An architectural drawing shows the design of a multi-level parking station and food outlet proposed to be built on the Brisbane Road carpark site at Mooloolaba.

From January 18 no free parking periods would apply, although a capped $12.50 daily rate would apply beyond four hours.

The mid-January 'go live' date for the multideck carpark was poised to coincide with a shift in parking time limits in the heart of the tourism destination.

An area stretching from Venning St to Parkyn Pde, covering Beach Tce, Mooloolaba Esp, First Ave, Brisbane Rd, Burnett St, Muraban St, Smith St back to Hancock St, as well as The Wharf precinct, were also proposed to become two-hours or less parking zones.

The new 700-space ParknGo Mooloolaba Central carpark at Brisbane Rd cost $18 million to build and was "being met by council through borrowings", the officer's report stated.

Financial modelling showed the estimated full year costs for the central Mooloolaba precinct were about $2.5 million per annum.

Initial costs and debt repayments for the 2020-21 financial year were estimated to be $771,000.

Budget battle set to erupt over paid parking

It was estimated a parking fee of $2.41-$3 an hour was needed to generate enough revenue to cover costs based on forecast annual average parking occupancy rates of 40-50 per cent for the ParknGo Mooloolaba Central facility.

The officer's report stated that if fees weren't applied to the new carpark, the "cost per rateable property would be about $18 applied across the entire Sunshine Coast Council region for a 20-year term".

Brisbane Road carpark during construction. Picture: Patrick Woods
Brisbane Road carpark during construction.

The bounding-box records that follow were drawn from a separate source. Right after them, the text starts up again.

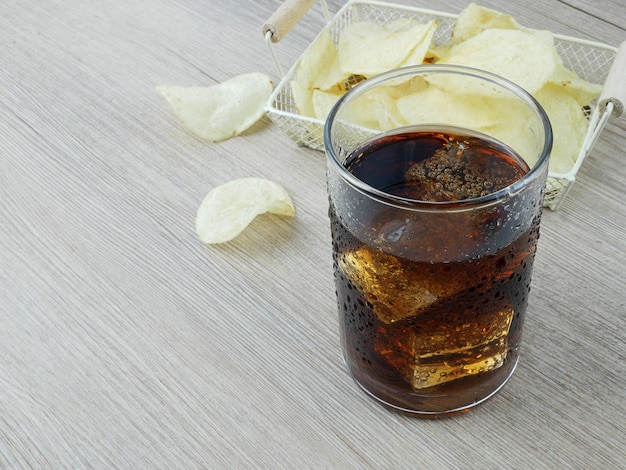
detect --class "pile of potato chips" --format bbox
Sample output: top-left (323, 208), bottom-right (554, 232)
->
top-left (291, 3), bottom-right (602, 174)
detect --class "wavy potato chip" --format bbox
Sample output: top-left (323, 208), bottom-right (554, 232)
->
top-left (196, 178), bottom-right (295, 244)
top-left (156, 72), bottom-right (274, 142)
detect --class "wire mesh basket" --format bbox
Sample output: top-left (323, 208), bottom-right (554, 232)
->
top-left (263, 0), bottom-right (626, 210)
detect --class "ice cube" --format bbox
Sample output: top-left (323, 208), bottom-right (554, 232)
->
top-left (375, 306), bottom-right (514, 389)
top-left (405, 138), bottom-right (524, 201)
top-left (337, 245), bottom-right (471, 323)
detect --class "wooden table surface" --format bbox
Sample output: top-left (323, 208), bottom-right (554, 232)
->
top-left (0, 0), bottom-right (626, 469)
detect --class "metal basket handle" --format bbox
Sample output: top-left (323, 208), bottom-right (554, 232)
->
top-left (262, 0), bottom-right (330, 78)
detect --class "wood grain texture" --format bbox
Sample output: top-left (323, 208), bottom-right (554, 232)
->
top-left (0, 0), bottom-right (626, 469)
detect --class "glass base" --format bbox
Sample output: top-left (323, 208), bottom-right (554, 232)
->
top-left (344, 354), bottom-right (519, 418)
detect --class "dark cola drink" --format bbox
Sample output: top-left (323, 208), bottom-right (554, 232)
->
top-left (330, 129), bottom-right (540, 415)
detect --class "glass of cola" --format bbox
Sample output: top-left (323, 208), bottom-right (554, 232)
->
top-left (324, 65), bottom-right (552, 417)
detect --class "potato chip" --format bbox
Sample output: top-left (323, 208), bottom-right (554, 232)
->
top-left (196, 178), bottom-right (295, 244)
top-left (296, 29), bottom-right (345, 90)
top-left (452, 3), bottom-right (523, 44)
top-left (440, 29), bottom-right (559, 93)
top-left (536, 85), bottom-right (587, 174)
top-left (289, 80), bottom-right (315, 117)
top-left (337, 18), bottom-right (432, 77)
top-left (549, 64), bottom-right (602, 106)
top-left (156, 72), bottom-right (274, 142)
top-left (400, 20), bottom-right (439, 67)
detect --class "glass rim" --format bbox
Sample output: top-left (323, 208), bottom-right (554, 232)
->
top-left (324, 64), bottom-right (553, 211)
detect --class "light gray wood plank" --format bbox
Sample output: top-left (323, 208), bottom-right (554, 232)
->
top-left (0, 0), bottom-right (626, 469)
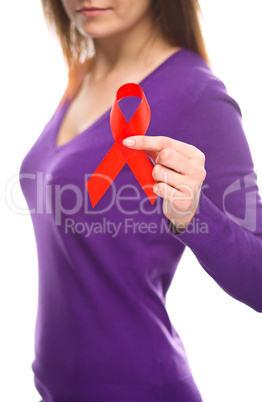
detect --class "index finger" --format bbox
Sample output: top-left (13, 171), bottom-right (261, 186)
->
top-left (123, 135), bottom-right (202, 159)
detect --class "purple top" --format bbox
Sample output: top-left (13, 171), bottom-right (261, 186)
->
top-left (20, 49), bottom-right (262, 402)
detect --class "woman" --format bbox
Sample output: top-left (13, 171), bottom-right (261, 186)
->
top-left (20, 0), bottom-right (262, 402)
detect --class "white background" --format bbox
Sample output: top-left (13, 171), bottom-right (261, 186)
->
top-left (0, 0), bottom-right (262, 402)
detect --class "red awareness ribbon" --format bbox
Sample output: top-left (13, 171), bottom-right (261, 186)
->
top-left (86, 83), bottom-right (157, 208)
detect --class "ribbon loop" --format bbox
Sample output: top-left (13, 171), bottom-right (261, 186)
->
top-left (86, 83), bottom-right (157, 208)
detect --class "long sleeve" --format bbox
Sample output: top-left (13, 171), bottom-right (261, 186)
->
top-left (168, 78), bottom-right (262, 312)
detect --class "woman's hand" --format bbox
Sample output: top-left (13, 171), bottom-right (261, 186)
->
top-left (123, 135), bottom-right (206, 232)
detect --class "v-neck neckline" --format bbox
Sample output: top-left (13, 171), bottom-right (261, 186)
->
top-left (53, 48), bottom-right (187, 152)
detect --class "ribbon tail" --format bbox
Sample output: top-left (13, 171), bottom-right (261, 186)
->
top-left (127, 150), bottom-right (157, 205)
top-left (86, 143), bottom-right (126, 208)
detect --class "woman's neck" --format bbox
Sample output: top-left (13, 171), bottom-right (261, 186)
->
top-left (89, 16), bottom-right (174, 82)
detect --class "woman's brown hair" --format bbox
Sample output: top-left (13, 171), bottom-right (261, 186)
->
top-left (41, 0), bottom-right (210, 102)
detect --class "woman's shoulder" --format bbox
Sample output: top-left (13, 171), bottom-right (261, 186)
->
top-left (165, 48), bottom-right (225, 97)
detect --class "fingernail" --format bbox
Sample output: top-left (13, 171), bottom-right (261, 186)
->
top-left (123, 138), bottom-right (135, 147)
top-left (153, 184), bottom-right (159, 195)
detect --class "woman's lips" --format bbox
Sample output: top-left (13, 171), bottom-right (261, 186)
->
top-left (78, 7), bottom-right (110, 18)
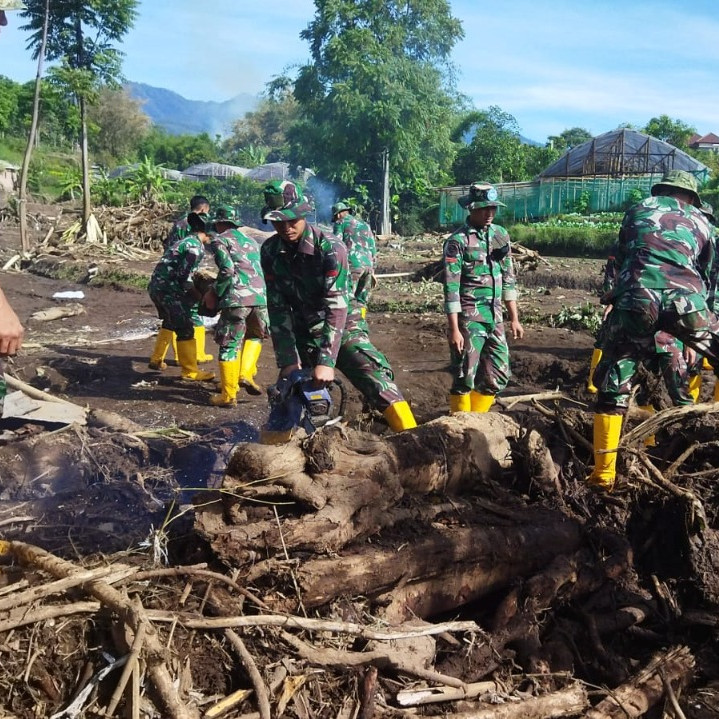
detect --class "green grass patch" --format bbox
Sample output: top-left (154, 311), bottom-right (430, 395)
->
top-left (507, 214), bottom-right (620, 258)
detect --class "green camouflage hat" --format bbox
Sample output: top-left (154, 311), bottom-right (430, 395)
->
top-left (212, 205), bottom-right (240, 227)
top-left (260, 180), bottom-right (314, 223)
top-left (457, 182), bottom-right (506, 210)
top-left (652, 170), bottom-right (701, 207)
top-left (332, 202), bottom-right (352, 217)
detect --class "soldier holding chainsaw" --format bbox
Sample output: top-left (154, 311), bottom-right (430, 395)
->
top-left (444, 182), bottom-right (524, 413)
top-left (261, 181), bottom-right (417, 431)
top-left (203, 205), bottom-right (268, 407)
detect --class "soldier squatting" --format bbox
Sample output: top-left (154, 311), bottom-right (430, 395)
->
top-left (143, 170), bottom-right (719, 491)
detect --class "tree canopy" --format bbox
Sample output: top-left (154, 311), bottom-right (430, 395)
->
top-left (288, 0), bottom-right (463, 211)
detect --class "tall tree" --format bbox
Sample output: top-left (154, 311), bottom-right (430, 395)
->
top-left (88, 87), bottom-right (150, 164)
top-left (453, 105), bottom-right (527, 184)
top-left (643, 115), bottom-right (696, 150)
top-left (18, 0), bottom-right (50, 252)
top-left (222, 87), bottom-right (298, 167)
top-left (24, 0), bottom-right (138, 223)
top-left (288, 0), bottom-right (463, 228)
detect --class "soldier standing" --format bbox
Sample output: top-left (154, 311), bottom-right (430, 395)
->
top-left (261, 181), bottom-right (417, 432)
top-left (149, 195), bottom-right (214, 370)
top-left (443, 182), bottom-right (524, 412)
top-left (332, 202), bottom-right (377, 320)
top-left (204, 205), bottom-right (268, 407)
top-left (588, 170), bottom-right (719, 491)
top-left (148, 216), bottom-right (215, 381)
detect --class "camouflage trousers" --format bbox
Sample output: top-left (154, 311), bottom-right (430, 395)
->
top-left (450, 321), bottom-right (512, 395)
top-left (594, 289), bottom-right (719, 414)
top-left (295, 312), bottom-right (404, 412)
top-left (215, 307), bottom-right (269, 362)
top-left (150, 291), bottom-right (195, 341)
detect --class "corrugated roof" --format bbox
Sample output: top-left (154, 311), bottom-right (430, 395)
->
top-left (539, 128), bottom-right (708, 178)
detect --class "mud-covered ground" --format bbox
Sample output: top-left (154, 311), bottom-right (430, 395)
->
top-left (0, 217), bottom-right (719, 719)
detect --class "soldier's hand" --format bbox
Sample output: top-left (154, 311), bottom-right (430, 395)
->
top-left (312, 364), bottom-right (335, 388)
top-left (0, 290), bottom-right (25, 357)
top-left (280, 364), bottom-right (300, 379)
top-left (447, 329), bottom-right (464, 352)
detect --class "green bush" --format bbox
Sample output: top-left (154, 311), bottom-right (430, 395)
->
top-left (507, 215), bottom-right (619, 258)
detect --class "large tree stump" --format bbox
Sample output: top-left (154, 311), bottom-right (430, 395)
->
top-left (196, 412), bottom-right (564, 566)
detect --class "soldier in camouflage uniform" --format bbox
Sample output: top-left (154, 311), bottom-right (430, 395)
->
top-left (332, 202), bottom-right (377, 320)
top-left (589, 170), bottom-right (719, 491)
top-left (148, 215), bottom-right (215, 381)
top-left (443, 182), bottom-right (524, 413)
top-left (261, 181), bottom-right (416, 431)
top-left (203, 205), bottom-right (268, 407)
top-left (148, 195), bottom-right (214, 371)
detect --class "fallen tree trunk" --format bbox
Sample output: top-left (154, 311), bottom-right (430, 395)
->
top-left (196, 412), bottom-right (556, 566)
top-left (585, 647), bottom-right (695, 719)
top-left (296, 510), bottom-right (581, 621)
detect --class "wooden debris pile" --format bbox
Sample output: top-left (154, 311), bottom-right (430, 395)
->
top-left (0, 408), bottom-right (719, 719)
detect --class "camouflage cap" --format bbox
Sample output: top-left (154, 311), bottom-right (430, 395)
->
top-left (652, 170), bottom-right (701, 207)
top-left (457, 182), bottom-right (506, 210)
top-left (332, 202), bottom-right (352, 217)
top-left (212, 205), bottom-right (240, 227)
top-left (260, 180), bottom-right (314, 223)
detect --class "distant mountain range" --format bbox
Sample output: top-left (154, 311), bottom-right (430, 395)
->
top-left (125, 82), bottom-right (259, 137)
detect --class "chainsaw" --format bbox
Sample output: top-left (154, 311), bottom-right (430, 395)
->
top-left (260, 369), bottom-right (347, 444)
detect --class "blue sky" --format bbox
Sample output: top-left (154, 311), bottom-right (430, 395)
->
top-left (0, 0), bottom-right (719, 142)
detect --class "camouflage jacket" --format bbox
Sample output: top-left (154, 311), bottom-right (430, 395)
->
top-left (210, 228), bottom-right (267, 310)
top-left (333, 215), bottom-right (377, 310)
top-left (162, 215), bottom-right (190, 249)
top-left (149, 235), bottom-right (205, 297)
top-left (260, 223), bottom-right (350, 367)
top-left (443, 224), bottom-right (517, 324)
top-left (603, 196), bottom-right (714, 304)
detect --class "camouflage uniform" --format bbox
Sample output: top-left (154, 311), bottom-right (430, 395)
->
top-left (443, 223), bottom-right (517, 395)
top-left (594, 195), bottom-right (719, 414)
top-left (333, 215), bottom-right (377, 319)
top-left (595, 246), bottom-right (694, 407)
top-left (261, 223), bottom-right (403, 411)
top-left (210, 228), bottom-right (269, 362)
top-left (162, 214), bottom-right (205, 327)
top-left (148, 234), bottom-right (205, 341)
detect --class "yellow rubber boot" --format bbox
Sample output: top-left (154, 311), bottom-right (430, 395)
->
top-left (147, 327), bottom-right (175, 370)
top-left (239, 340), bottom-right (262, 396)
top-left (177, 337), bottom-right (215, 382)
top-left (587, 414), bottom-right (622, 492)
top-left (210, 359), bottom-right (240, 407)
top-left (195, 325), bottom-right (215, 362)
top-left (688, 373), bottom-right (702, 404)
top-left (469, 390), bottom-right (494, 412)
top-left (384, 400), bottom-right (417, 432)
top-left (449, 394), bottom-right (472, 414)
top-left (639, 404), bottom-right (657, 447)
top-left (587, 348), bottom-right (602, 394)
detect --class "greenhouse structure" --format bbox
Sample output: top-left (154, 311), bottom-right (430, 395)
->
top-left (439, 128), bottom-right (709, 226)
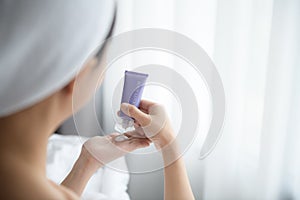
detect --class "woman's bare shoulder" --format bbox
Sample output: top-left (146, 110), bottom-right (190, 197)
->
top-left (0, 173), bottom-right (80, 200)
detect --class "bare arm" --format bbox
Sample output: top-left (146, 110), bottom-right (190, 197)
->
top-left (121, 100), bottom-right (195, 200)
top-left (61, 147), bottom-right (102, 196)
top-left (162, 138), bottom-right (195, 200)
top-left (61, 133), bottom-right (150, 196)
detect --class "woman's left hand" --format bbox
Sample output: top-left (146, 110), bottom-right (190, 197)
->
top-left (81, 133), bottom-right (151, 167)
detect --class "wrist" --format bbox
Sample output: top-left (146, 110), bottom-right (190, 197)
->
top-left (75, 146), bottom-right (103, 173)
top-left (153, 132), bottom-right (175, 149)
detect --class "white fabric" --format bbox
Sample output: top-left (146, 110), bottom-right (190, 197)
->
top-left (0, 0), bottom-right (114, 116)
top-left (47, 134), bottom-right (129, 200)
top-left (99, 0), bottom-right (300, 200)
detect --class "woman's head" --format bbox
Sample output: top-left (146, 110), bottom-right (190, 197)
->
top-left (0, 0), bottom-right (114, 122)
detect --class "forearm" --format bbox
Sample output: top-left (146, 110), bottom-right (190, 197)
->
top-left (61, 148), bottom-right (101, 196)
top-left (162, 139), bottom-right (195, 200)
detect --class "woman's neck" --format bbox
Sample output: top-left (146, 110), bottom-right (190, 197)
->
top-left (0, 96), bottom-right (61, 175)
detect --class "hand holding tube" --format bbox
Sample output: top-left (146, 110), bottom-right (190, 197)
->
top-left (121, 100), bottom-right (175, 149)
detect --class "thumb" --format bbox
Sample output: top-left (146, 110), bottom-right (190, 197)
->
top-left (121, 103), bottom-right (151, 126)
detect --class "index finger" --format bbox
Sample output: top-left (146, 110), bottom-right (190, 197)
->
top-left (139, 99), bottom-right (157, 111)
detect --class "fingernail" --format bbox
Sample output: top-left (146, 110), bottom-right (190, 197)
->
top-left (121, 103), bottom-right (129, 115)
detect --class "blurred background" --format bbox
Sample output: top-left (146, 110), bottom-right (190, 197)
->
top-left (58, 0), bottom-right (300, 200)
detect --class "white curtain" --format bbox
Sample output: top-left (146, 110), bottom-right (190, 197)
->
top-left (60, 0), bottom-right (300, 200)
top-left (110, 0), bottom-right (300, 200)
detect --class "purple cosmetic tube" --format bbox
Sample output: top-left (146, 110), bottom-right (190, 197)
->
top-left (115, 71), bottom-right (148, 133)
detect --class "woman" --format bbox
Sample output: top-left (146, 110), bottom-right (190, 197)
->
top-left (0, 0), bottom-right (194, 200)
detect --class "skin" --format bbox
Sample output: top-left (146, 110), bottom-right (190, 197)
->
top-left (0, 56), bottom-right (194, 200)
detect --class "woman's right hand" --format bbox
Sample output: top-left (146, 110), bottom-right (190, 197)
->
top-left (121, 100), bottom-right (175, 149)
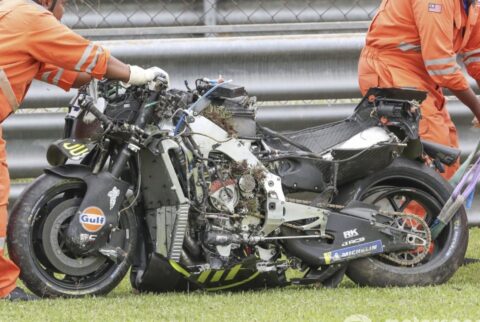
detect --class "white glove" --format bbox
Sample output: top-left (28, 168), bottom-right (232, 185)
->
top-left (128, 65), bottom-right (170, 85)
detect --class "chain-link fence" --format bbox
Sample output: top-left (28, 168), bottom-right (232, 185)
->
top-left (64, 0), bottom-right (380, 29)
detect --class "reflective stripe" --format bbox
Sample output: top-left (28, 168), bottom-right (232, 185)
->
top-left (75, 43), bottom-right (93, 72)
top-left (0, 68), bottom-right (20, 112)
top-left (398, 42), bottom-right (422, 51)
top-left (428, 66), bottom-right (460, 76)
top-left (52, 68), bottom-right (64, 85)
top-left (425, 56), bottom-right (457, 66)
top-left (463, 49), bottom-right (480, 59)
top-left (85, 47), bottom-right (103, 73)
top-left (42, 72), bottom-right (52, 82)
top-left (464, 57), bottom-right (480, 66)
top-left (225, 264), bottom-right (242, 281)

Picture: Patrick Woods

The new carpark was due to operate using an automated number plate recognition system with cash and card payments to be made at a payment kiosk in the carpark lobby, or with debit/credit cards at pay-on-exit units.

An at-grade carpark on Brisbane Rd next to the new multideck carpark would remain three hours free until number plate recognition technology was installed in early-2021, at which point it too would become $2.50 an hour capped at $12.50 a day.

That carpark was set to remain "until this site redeveloped from 2022".

An at-grade carpark in the new Maroochydore CBD, which was expected to last about three years, with fees to be capped at $2 an hour capped at $6 a day, from January 18, 2020.

"The arrangements proposed in this report may have a minor impact on regulated parking

resources in the Mooloolaba area," the officer's report stated.

"Should this be the case, the matter will be referred for consideration in a future budget review process."

Mooloolaba Chamber of Commerce president Graeme Juniper said the organisation had been invited to speak with council before the final decision.

He said if they got it wrong it would have a "major impact" on business in the area.

Mr Juniper said five councillors had pledged support for free parking as part of their election platforms and he hoped they would honour that when it came time to make a decision.

He said the Chamber was not supportive of parking meters in the streets and he said they felt there needed to be a "free parking element" to whatever plan was rolled out.

Mr Juniper said controlled parking which encouraged turnover was supported by businesses.

"We certainly don't want Mooloolaba to have a problem and suddenly be inaccessible to locals and visitors, that would be catastrophic," Mr Juniper said.